The US government once threatened to fine internet giant Yahoo with fines of US$250,000 a day in 2008 for every day it failed and balked at demand for user data to support government mass surveillance programs that the company believed was unconstitutional, according to numerous media reports citing court documents unsealed Thursday, adding further concrete insights into how the federal authorities forced American tech companies to take part in the controversial NSA’s PRISM program as revealed by the Snowden revelations last year which were initially denied by those companies and the American government.
The 1500-pages of documents reportedly revealed how Yahoo waged and eventually lost a secretive legal battle as government attorneys held firm that Yahoo holds no legal standing on users’ privacy issues – and also warned the company not to inform users the government snoops on their communications metadata.
Yahoo challenged and lost its case – first at the Foreign Intelligence Surveillance Court and subsequently at an appeals court, the Foreign Intelligence Court of Review – and finally complied with the government demands, which were later extended to other major players in the US tech industry, including Google, Apple and Facebook – see photo below (Credit: Picture taken from the book “No Place to Hide” by Glenn Greenwald).

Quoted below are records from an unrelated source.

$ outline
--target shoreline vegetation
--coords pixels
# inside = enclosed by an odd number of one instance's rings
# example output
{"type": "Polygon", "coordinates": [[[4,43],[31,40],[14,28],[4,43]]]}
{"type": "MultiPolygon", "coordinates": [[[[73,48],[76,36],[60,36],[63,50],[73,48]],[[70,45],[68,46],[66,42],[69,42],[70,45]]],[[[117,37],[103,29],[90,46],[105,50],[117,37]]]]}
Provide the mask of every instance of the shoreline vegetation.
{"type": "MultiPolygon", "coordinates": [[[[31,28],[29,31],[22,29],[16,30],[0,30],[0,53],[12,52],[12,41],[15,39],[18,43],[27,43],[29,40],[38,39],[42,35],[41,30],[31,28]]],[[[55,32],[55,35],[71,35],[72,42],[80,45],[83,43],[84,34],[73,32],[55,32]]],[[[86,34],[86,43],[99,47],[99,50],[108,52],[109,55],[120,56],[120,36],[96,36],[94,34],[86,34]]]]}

According to Greenwald in his recent book:
“The court [Foreign Intelligence Surveillance Act court] is one of the most secretive institutions in the government. All of its rulings are automatically designated top secret, and only a small handful of people are authorized to access its decisions.”
And according to one of the documents Greenwald received from NSA whistle-blower Edward Snowden:
“It ordered Verizon Business to turn over to the NSA “all call detail records” for “communications (i) between the United States and abroad; and (ii) wholly within the United States, including local telephone calls.”
“Moreover, the court order specified that the bulk collection of American telephone records was authorized by Section 215 of the Patriot Act. Almost more than the ruling itself, this radical interpretation of the Patriot Act was especially shocking.”
It remains to be seen if similar court documents relating to other US tech companies would soon emerge.